After overcoming a stomach bug early in the week, and with the new moon (and eclipse) on Wednesday, by Friday I was feeling a little more energetic. I sought out a co-worker for a noon stroll to stretch my desk-bound legs. We walked to the airport, Honolulu International, which is right next to our office, and took advantage of the cool baggage claim area outbound, the ticket-counter floor returning, for a pleasant hour of walking and chatting. For a while I had a sense that a TSA agent was following us, but it was not the case. She ducked through the security perimeter, back to the area where you can actually see airplanes, where I really would like to be. Still, I absorbed the airport energy of coming and going, envying and comiserating with the folks in the security lines and at the baggage carrels.
So energized, at the end of the workday I went to a reception in Chinatown hosted by my Chinese painting teacher. She said some of her works and others' would be on display at 5, so I left the office a little early to get to the Chinese Cultural Plaza on time; but alas I could find no reception, no paintings, just closing shops and an empty stage. Then I recalled she had said the Chinese Culture Center -- I didn't know there was a difference. I asked a guard at the Plaza who told me, indeed the Culture Center was on the second floor of the Cultural Plaza. But when I got up there, the doors were locked. I was feeling a little like I was in the Middle Kingdom by then, and taking that forthright attitude you learn in China, I assumed the hand-made sign in Chinese characters next to a not very inviting staircase might lead to the reception. It did, and suddenly I emerged into an exhibit hall full of calligraphy, needlework, photos (with a nice photo of Hong Kong Harbor, very nostalgic), paintings, and my teacher.
I have long overcome xenophobia, but I was a little taken aback to realize I was the only haole (Caucasian) among the maybe 150 people there. Not only that, but dressed a la Chinois; that morning I had with no particular intention donned one of my Wudang-acquired tai chi suits as I sometimes do for casual Friday. At the reception I felt simultaneously out of place and a perfect fit.

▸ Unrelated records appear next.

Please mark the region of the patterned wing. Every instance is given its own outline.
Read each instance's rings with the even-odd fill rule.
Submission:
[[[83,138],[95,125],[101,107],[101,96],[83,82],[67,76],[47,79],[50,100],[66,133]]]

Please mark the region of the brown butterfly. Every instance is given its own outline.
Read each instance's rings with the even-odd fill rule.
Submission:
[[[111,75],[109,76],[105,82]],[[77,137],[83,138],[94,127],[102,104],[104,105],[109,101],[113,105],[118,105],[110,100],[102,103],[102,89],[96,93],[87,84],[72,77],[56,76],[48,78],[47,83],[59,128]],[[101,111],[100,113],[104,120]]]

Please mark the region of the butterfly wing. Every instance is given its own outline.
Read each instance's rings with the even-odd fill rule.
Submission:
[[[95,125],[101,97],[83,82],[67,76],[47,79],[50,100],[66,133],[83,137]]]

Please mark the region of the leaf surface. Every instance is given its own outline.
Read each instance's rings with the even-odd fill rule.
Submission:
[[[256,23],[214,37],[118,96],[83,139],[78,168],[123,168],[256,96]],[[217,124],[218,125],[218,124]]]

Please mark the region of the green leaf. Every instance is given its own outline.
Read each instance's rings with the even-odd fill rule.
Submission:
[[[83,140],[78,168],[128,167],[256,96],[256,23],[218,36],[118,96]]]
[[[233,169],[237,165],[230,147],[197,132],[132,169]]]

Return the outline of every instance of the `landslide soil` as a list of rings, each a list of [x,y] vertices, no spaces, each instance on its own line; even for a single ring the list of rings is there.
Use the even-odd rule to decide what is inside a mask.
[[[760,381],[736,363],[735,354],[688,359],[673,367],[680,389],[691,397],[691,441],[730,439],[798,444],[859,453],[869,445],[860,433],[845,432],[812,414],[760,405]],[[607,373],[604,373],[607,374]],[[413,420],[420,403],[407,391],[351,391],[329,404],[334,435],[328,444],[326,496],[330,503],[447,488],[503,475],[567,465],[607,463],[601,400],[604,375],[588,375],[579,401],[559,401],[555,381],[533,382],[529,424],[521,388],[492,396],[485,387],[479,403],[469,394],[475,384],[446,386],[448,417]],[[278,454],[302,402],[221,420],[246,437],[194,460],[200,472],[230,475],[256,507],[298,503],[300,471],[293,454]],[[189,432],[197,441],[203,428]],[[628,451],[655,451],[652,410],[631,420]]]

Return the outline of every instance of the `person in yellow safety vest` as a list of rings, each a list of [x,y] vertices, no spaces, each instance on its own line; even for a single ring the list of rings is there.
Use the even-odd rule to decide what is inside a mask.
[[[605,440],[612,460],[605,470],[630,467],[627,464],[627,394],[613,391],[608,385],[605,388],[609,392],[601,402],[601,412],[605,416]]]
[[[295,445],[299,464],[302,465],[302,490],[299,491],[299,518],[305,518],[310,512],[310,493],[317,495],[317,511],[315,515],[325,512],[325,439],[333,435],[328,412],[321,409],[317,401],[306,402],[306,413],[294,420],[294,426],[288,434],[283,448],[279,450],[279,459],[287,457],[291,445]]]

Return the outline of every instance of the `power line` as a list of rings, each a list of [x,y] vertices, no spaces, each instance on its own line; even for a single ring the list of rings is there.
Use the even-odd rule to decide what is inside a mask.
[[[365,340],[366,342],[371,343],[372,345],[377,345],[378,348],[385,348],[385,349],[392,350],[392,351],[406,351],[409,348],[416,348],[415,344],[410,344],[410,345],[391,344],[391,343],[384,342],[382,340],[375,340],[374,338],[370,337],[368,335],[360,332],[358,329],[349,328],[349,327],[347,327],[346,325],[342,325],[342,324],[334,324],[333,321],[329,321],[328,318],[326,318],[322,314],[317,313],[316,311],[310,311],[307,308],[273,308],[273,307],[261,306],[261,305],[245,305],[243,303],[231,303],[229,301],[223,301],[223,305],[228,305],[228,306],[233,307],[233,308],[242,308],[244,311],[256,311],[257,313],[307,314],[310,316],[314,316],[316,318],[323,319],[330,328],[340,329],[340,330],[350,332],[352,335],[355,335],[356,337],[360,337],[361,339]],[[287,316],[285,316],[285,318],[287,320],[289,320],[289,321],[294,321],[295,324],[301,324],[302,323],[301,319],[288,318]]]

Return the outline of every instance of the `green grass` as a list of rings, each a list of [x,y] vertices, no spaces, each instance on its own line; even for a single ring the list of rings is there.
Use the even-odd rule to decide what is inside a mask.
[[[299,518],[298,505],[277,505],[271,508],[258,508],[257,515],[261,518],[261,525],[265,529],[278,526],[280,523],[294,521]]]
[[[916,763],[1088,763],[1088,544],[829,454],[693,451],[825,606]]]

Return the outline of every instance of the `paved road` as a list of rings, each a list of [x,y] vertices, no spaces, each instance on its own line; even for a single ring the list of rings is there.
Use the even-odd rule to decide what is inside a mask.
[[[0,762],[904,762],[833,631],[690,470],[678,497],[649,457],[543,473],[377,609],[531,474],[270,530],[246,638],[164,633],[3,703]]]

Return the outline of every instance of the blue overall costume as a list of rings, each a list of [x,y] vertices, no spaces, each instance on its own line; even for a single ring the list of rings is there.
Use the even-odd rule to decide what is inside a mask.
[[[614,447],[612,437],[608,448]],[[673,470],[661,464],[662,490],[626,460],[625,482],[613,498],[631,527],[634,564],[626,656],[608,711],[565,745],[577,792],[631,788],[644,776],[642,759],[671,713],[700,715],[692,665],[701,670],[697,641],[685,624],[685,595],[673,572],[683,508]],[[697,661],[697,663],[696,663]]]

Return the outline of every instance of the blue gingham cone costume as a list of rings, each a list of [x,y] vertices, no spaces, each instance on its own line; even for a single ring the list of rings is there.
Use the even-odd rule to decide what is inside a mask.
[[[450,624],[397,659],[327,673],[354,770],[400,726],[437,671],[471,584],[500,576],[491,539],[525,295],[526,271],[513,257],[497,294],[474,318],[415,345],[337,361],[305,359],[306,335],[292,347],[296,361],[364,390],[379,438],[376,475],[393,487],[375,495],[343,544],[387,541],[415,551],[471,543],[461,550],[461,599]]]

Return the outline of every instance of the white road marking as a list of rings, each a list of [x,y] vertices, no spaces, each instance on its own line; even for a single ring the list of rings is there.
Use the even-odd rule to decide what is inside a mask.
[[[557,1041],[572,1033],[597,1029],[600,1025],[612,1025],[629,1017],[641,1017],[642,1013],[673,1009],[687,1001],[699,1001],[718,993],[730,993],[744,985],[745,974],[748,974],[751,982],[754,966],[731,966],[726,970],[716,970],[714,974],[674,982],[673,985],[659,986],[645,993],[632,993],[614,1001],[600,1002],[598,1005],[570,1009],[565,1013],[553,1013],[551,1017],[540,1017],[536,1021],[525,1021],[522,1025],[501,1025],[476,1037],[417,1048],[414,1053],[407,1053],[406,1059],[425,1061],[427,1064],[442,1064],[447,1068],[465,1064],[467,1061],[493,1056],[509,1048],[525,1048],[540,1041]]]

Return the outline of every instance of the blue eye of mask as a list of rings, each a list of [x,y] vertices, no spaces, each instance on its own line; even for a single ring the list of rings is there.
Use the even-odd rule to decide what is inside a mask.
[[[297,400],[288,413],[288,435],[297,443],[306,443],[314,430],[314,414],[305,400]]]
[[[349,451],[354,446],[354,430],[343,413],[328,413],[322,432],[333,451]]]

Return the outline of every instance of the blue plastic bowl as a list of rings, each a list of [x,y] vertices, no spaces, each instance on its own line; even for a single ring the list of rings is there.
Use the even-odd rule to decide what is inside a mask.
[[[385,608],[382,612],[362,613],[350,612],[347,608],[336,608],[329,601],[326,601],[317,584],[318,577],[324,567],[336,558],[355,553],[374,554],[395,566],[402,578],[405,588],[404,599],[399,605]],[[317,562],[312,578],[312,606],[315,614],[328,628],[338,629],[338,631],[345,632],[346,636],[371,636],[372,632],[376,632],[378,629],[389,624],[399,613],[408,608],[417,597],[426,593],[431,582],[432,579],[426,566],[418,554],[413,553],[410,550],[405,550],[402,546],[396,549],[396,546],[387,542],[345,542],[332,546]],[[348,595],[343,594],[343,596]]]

My teacher showed me her paintings, and a couple of her more advanced students'. "You exhibit next year!" she said. I just might. Some of the work was way beyond my ability but some was below. Perhaps the work of children.
I recently read a charming little book, Painting Chinese-A Lifelong Teacher Gains the Wisdom of Youth by Herbert Kohl, a well-known progressive educator who at a crucial moment in his career (unplanned retirement) decided on a whim to take a course in Chinese brush painting. Only at the first class the 69-year-old discovered that the other students were 5- to 7-year-old Chinese kids. It was a revelation to him to be with children and unable to teach them. Indeed he learned from them. I was particularly taken with the passage, "Old age is a time to contemplate and understand the contradictions [of life], and find a way to live in harmony with one's spirit and conscience. ...to have a second childhood and grow up again on a more conscious level, and being able to put it into paint, music, words, and gestures seems to be the art of aging. There is no need to resolve everything. Death will take care of that." How very Taoist.
I left the exhibit reluctantly, declining the reception's dim sum because the Wizard and TAO 61's mechanic were waiting for me at one of Honolulu's two Irish pubs (across the street from each other, the Irish neighborhood I guess, which abuts Chinatown). But I hadn't really left China yet. I walked out of the CCC/CCP past the bronze statue of Sun Yat Sen.
Like any proper Chinese city, Honolulu has a memorial to the good doctor, especially because he went to Punahou School (same as President Obama) and a good portion of Hawaii's Chinese have their roots in Guangzhou and Taiwan, old Nationalists and KMT supporters. I'd never given the statue close attention before; it stands just outside the Legend Chinese Restaurant, perhaps named in recognition of the man, or the statue. I took photos like a tourist, noting the gilded wisdom carved into the marble pedestal. Then I realized that for the tourist from Iowa or Maine, gawking at our very authentic Chinatown, this was another country.
Quotation from Dr. Sun Yat Sen
Three Bombay martinis and a Shepherd's pie later, I was back home from my mini virtual Chinese vacation. But I realized I could go again any time. And I did in a way: Chinese painting class this morning, where I am one of two haoles in a class of 20 that pretty accurately reflects Hawaii's ethnic distribution of Chinese and Japanese. But not a tourist, really.